Irrationality of the policy

In so far as the policy aimed to transform and make the insolvency industry accessible to previously disadvantaged individuals, the High Court in the case under consideration stated that the policy needed to do more than increase the numbers. The court took issue with what it found to be a mechanical application of the policy which failed to appreciate and provide any scope allowing the Master to take into account the skills, knowledge, expertise and experience of the practitioner when appointing a trustee.

The SCA, in agreement with the High Court, noted that remedial action intended to redress past discrimination must operate in a progressive manner assisting those who, in the past, were deprived, in one way or another, of opportunity to practice in the insolvency profession. The SCA further stated that the policy prescribes a strict allocation of appointments in accordance with race and gender, and was entirely arbitrary and capricious with no saving discretion.

Where to from here?

This judgment will intensify discussions on the efficiencies and shortcomings of certain affirmative action policies, particularly because practitioners regarded as ‘previously disadvantaged’ remain few and underrepresented in the insolvency industry and other related sectors.

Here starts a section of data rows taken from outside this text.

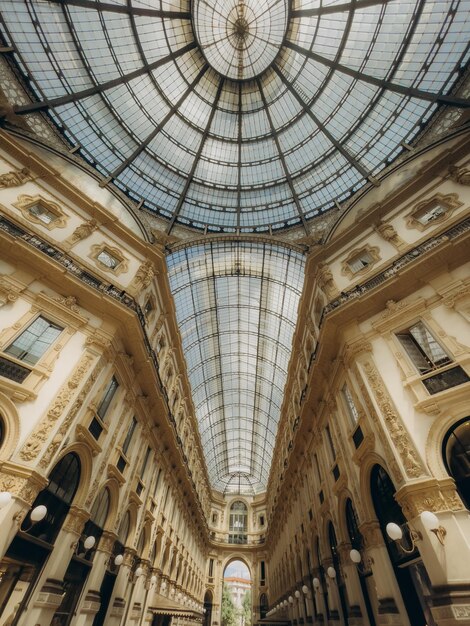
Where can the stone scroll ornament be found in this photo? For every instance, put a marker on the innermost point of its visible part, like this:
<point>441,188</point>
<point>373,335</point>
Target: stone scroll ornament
<point>15,178</point>
<point>38,437</point>
<point>401,440</point>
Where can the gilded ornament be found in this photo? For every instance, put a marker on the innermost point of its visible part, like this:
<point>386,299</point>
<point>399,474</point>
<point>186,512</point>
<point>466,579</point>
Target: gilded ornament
<point>398,434</point>
<point>388,232</point>
<point>15,178</point>
<point>84,230</point>
<point>459,175</point>
<point>35,442</point>
<point>145,274</point>
<point>70,302</point>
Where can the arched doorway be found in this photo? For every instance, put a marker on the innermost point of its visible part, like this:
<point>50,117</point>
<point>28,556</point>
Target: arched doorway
<point>80,564</point>
<point>410,573</point>
<point>339,578</point>
<point>456,453</point>
<point>208,600</point>
<point>236,606</point>
<point>34,542</point>
<point>357,542</point>
<point>263,605</point>
<point>238,522</point>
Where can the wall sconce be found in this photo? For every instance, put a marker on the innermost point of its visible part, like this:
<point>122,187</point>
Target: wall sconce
<point>331,572</point>
<point>356,558</point>
<point>430,522</point>
<point>88,544</point>
<point>36,515</point>
<point>395,533</point>
<point>5,498</point>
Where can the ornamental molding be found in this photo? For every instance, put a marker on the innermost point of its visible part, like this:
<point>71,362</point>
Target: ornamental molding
<point>81,232</point>
<point>429,495</point>
<point>374,253</point>
<point>25,202</point>
<point>396,314</point>
<point>460,175</point>
<point>15,178</point>
<point>449,202</point>
<point>122,262</point>
<point>398,434</point>
<point>37,439</point>
<point>22,482</point>
<point>388,233</point>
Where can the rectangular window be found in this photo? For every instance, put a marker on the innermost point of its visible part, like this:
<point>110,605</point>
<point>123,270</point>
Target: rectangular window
<point>107,397</point>
<point>157,483</point>
<point>145,462</point>
<point>330,443</point>
<point>130,434</point>
<point>317,467</point>
<point>349,401</point>
<point>33,342</point>
<point>425,352</point>
<point>360,261</point>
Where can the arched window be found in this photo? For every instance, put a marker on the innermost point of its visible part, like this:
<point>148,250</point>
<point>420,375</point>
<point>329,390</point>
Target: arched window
<point>95,525</point>
<point>238,523</point>
<point>124,527</point>
<point>456,452</point>
<point>57,498</point>
<point>354,533</point>
<point>207,608</point>
<point>100,509</point>
<point>408,568</point>
<point>333,541</point>
<point>263,605</point>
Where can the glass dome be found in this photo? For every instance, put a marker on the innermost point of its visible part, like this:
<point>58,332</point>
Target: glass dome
<point>238,116</point>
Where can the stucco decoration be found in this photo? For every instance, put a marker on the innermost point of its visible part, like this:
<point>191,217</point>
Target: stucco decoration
<point>402,442</point>
<point>40,434</point>
<point>15,178</point>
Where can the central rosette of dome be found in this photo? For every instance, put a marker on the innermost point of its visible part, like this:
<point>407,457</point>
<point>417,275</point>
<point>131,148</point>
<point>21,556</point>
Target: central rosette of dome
<point>240,38</point>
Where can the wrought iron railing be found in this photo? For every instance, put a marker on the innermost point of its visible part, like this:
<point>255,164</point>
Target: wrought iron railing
<point>95,283</point>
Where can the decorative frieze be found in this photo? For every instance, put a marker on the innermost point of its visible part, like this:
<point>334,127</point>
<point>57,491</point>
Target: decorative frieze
<point>388,233</point>
<point>40,434</point>
<point>15,178</point>
<point>399,436</point>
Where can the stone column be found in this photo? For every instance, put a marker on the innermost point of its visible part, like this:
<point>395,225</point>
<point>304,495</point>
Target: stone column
<point>333,594</point>
<point>47,596</point>
<point>91,598</point>
<point>121,591</point>
<point>391,609</point>
<point>356,609</point>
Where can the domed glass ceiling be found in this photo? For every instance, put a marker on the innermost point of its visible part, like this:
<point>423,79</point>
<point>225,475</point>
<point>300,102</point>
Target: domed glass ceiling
<point>238,115</point>
<point>236,305</point>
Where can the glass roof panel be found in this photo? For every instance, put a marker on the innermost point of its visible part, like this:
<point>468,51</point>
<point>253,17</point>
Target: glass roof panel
<point>236,306</point>
<point>238,115</point>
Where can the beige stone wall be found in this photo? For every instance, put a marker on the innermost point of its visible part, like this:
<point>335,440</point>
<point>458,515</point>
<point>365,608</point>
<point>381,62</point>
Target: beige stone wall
<point>114,323</point>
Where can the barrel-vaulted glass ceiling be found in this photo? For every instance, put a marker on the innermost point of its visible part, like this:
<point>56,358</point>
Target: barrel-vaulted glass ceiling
<point>238,115</point>
<point>236,305</point>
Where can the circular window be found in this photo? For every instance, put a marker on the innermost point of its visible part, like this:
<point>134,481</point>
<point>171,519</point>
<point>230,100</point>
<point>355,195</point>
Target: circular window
<point>456,451</point>
<point>240,38</point>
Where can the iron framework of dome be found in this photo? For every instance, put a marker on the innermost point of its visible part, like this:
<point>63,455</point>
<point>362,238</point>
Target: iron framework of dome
<point>238,115</point>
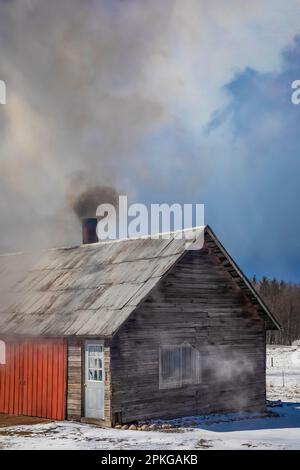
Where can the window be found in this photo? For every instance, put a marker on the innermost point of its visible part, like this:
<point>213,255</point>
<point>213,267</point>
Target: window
<point>95,366</point>
<point>178,366</point>
<point>2,353</point>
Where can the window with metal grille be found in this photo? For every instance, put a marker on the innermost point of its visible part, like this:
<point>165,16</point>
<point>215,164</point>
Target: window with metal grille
<point>178,366</point>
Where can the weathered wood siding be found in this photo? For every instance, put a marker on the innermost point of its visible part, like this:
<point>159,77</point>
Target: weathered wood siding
<point>200,303</point>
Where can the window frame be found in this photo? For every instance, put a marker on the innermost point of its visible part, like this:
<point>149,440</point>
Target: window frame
<point>181,381</point>
<point>93,368</point>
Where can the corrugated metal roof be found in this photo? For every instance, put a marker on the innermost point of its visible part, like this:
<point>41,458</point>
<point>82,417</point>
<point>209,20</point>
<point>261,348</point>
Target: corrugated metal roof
<point>87,290</point>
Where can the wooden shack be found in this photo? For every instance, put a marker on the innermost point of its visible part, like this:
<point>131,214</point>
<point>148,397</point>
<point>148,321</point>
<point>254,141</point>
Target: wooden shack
<point>131,330</point>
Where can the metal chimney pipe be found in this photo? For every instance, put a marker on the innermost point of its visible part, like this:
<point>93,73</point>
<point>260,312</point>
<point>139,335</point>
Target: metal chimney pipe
<point>89,231</point>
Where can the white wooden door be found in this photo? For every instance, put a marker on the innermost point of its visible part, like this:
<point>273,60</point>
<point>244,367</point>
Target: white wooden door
<point>94,380</point>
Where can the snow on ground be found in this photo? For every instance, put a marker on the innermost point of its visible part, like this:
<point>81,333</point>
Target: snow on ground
<point>279,429</point>
<point>283,373</point>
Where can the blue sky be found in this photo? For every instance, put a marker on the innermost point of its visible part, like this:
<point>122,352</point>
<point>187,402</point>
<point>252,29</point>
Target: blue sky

Although there is a need to implement policies aimed at redressing the imbalances of the past, policy-makers should find ways to ensure that there is a correlation between the individual’s skill set and the requirements for the role, and the scope for the transfer of skills, within the system provided for by legislation.

As can be seen from the judgment, such policies should provide clear deliverable timelines or targets to determine whether they are likely to achieve the intended objectives within a clearly defined period. Policy makers should look beyond increasing the numbers.

The Minister and the Chief Master have applied for leave to appeal the SCA judgment to the Constitutional Court.
The revelations to be brought about by the appeal and the ultimate decision by the Constitutional Court will soon become known.